Publicity tends to feed on itself and to become self-perpetuating ... or so it appears to be this week .. .


A radio interview that first appeared on one of the local PBS (KALW) stations out of San Francisco has appeared on the Internet  along with this photograph that was taken in our administrative office in Richmond.  It features this giant poster by graphic designer, Rich Black, of the Shotgun Players of Berkeley.  It was displayed in the window of the Berkeley Main Library and was presented to us by the theater company at the end of the play's run.


If you'll enter into the little white search bar above my photo (left top of the screen above the banner) the play's title, "This World in a Woman's Hands", you'll find the full story of Marcus Gardley's wonderful play and of our role in its development.


I love it!

Note:  The radio interview (KALW-FM) can be heard by putting "Remembering the African American Rosie the Riveters" into your search engine.  It was produced by Callie Shanafelt.  The transcript is on the SF Gate/Chronicle pages, date 9/25.
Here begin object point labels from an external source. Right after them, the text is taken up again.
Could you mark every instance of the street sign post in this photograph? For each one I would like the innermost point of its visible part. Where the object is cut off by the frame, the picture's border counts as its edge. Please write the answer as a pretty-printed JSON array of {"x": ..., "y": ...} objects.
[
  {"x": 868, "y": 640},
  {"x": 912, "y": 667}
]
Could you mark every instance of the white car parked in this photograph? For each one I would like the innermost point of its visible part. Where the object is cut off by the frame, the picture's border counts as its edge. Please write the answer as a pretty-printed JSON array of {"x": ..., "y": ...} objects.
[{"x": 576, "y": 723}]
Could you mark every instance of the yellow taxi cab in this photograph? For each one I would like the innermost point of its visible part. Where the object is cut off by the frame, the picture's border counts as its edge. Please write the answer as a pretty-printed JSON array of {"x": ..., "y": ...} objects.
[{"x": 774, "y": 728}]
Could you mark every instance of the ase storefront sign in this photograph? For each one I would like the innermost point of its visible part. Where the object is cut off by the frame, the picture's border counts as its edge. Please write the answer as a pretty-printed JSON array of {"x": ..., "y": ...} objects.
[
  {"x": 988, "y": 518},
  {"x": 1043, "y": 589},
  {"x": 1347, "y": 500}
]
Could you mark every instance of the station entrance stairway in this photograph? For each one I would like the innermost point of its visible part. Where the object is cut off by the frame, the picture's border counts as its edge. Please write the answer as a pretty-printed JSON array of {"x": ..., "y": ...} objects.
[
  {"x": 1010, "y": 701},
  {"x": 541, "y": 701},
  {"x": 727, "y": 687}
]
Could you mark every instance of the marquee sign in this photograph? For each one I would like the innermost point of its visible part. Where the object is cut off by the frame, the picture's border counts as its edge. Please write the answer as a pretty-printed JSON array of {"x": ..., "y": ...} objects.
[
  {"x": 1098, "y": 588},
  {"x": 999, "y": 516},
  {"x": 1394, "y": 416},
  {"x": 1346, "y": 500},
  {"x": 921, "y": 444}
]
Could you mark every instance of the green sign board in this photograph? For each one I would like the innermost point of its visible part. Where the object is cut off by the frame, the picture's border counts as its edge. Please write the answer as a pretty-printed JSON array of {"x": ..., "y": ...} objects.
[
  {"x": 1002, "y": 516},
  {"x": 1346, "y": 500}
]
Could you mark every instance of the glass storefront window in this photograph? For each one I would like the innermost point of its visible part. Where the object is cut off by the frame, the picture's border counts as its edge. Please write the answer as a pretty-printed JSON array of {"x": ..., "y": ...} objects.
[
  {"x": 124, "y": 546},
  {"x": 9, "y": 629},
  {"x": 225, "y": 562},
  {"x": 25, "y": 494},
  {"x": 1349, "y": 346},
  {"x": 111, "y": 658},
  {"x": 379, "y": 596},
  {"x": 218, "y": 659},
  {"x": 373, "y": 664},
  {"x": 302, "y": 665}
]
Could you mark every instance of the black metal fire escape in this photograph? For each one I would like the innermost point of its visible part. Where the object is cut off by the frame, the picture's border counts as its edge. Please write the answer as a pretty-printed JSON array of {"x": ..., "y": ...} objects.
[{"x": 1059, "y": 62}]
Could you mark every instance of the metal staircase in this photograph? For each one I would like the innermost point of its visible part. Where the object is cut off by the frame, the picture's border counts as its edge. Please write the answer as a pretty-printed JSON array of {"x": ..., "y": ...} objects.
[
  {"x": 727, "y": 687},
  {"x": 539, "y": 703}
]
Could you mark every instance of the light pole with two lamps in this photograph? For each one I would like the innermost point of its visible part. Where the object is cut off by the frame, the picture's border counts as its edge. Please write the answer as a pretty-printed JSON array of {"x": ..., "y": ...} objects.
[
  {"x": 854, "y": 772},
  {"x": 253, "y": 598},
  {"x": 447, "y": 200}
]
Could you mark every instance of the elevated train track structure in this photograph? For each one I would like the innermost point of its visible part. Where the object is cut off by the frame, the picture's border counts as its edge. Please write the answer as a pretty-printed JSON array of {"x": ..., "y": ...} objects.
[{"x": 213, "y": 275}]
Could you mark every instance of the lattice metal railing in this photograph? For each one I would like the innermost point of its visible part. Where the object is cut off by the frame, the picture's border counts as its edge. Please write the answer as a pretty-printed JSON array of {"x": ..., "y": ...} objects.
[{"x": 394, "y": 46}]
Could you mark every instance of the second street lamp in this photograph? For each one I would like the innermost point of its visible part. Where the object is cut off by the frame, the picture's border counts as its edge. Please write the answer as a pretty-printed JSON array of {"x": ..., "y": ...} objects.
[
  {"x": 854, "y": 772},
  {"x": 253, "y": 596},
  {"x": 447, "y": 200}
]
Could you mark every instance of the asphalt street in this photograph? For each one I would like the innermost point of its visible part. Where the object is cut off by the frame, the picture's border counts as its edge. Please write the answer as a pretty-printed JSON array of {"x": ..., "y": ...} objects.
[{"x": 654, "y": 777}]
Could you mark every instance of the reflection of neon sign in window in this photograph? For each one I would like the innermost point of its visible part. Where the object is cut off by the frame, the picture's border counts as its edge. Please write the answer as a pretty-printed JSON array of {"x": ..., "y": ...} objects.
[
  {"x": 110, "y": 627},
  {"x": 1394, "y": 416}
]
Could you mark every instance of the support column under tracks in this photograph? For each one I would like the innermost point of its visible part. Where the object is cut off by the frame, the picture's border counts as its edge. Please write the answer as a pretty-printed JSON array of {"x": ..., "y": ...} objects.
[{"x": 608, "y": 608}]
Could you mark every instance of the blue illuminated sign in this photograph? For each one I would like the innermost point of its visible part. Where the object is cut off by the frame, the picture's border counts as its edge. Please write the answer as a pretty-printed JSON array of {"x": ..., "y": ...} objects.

It was right there under my fingertips ... the answer to the "Lena" dilemma ... .



On a hunch that there would be understanding and agreement, I emailed Robin Gregory, the jazz singer who will be "Lena" in an homage to the original, giving her the link to my blog and asking her to read the relevant entry (below).  Though we've met,  she is still a relative stranger to me, so I had no inkling of what her reaction might be.  

I sent as attachments two accounts of the Camp Robertson incident with the assurance that it was the single paragraph account from Lena's daughter, Gail Lumet Buckley, that I would rewrite in the first person for her to use as a preface to her presentation in the persona of Lena Horne.  Inspired?  I thought so, but only if I could convince both the artist and the coordinator of the stage performances on the evening of the USO Dance.  


The National Park Service is only one of many partners in the sponsorship of the annual Home Front Festival; the Richmond Chamber of Commerce is lead on the USO dance, and there may be some sensitivity on the part of some about what may be seen as a last minute intrusion in their signature event.  There is, after all, some hint of the old skunk at the garden party aspects to this insertion into their (until now) benign nostalgic revisiting of an era now enshrined in 'Good War" bunting.


An email to stage manager Elmina Green with copies of the information sent to Robin was convincing enough for there to be both understanding and consent.  The need to include an honest statement reflective of the times was apparent to both if we were to honor the memory of this iconic figure now consigned to history - and in truth.  There's no escaping the fact that -- as  3 women of color -- our race has influenced the issue.  


So it will be.


Robin's email -- sent late last night assured me that she is not only willing, but grateful for the opportunity to perform this preface to her songs.  


I am quietly thankful for the chance to enter this vignette of resistance into the record as we honor  one of my personal heroes.  


And, this year I will attend the USO dance, both in body and in spirit,  and for the very first time.